I twist around. Patrick must have finished his phone call because he’s back behind reception, looking at us.

‘Yes, all good,’ Lola say, switching straight back into happy mode. ‘Sorry. I’m ready if you are? See you later, Mum.’

Patrick nods quickly, then avoids making eye contact with me as he walks around the front desk. Lola also won’t look at me, but she finds a smile for Patrick as he falls in step beside her. I watch on helplessly as they walk into the restaurant together. And then I panic as I see Anna walking in the opposite direction – I can’t deal with her right now. I almost trip over my feet in my effort to get away, then dive into the hotel shop before she notices me.

‘Good morning,’ the assistant says, with a bright smile. I nod dumbly, then shuffle down the aisle, as far away as possible. I feel sweaty and nauseous. I need to calm down. Find some space to think.

Yes, Lola deserves to choose what she does for her birthday. And I know the competition she means – it’s been held on Piantarella beach for decades and would be an amazing opportunity for her. She’s right that I should have moved on from Izzy’s death too.
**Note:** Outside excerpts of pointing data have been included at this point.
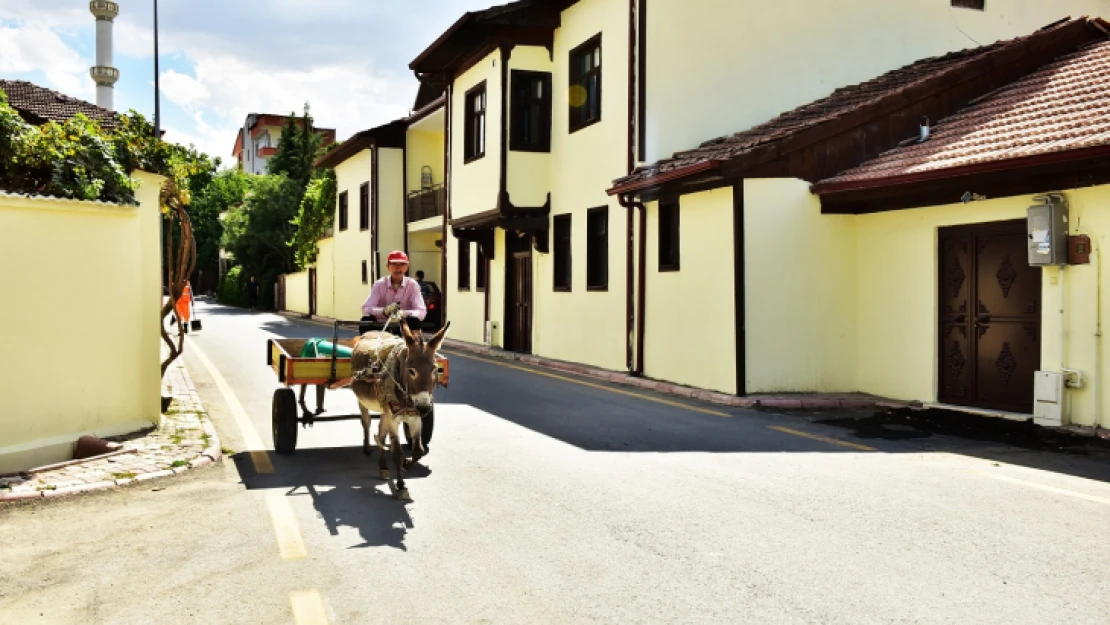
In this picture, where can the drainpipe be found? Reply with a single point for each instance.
(637, 370)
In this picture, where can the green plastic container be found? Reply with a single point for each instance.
(320, 348)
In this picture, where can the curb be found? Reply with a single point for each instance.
(799, 402)
(796, 402)
(211, 454)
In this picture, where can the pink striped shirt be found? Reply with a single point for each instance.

But she doesn’t know about the mazzeri dream I had the night before Izzy died, or the one that Lola featured in, in the dark gloom of Gatwick Airport’s car park. And she doesn’t know about the note.

Should I tell her everything? If I do, I risk Lola thinking I’m crazy, just like all those doctors have thought over the years. But if I don’t tell her, she’ll never understand why I hate this place so much. She’ll continue to believe I’m pathetic, or selfish, unwilling to do the work to put my daughter first.

My whole body feels weak and my stomach churns.

No, it’s too difficult a decision to make when my brain is fried from a night of insomnia. I need to get some sleep first. Then maybe things will be clearer, easier to deal with. Lola is having breakfast with Patrick. It’s daytime. Of course she’s safe. If I take a sleeping pill, maybe two, I’ll black out for a few hours. And then I can work out what to do for the best later.

I walk back towards the shop entrance. But then I stop. Stare. The shop assistant is talking to me but it’s like her voice is underwater, stretched and muffled. All I can do is hold my breath. Stare at the picture on sale for fifteen hundred euros.

And wonder how the hell one of my paintings has ended up in the Hotel Paoli gift shop.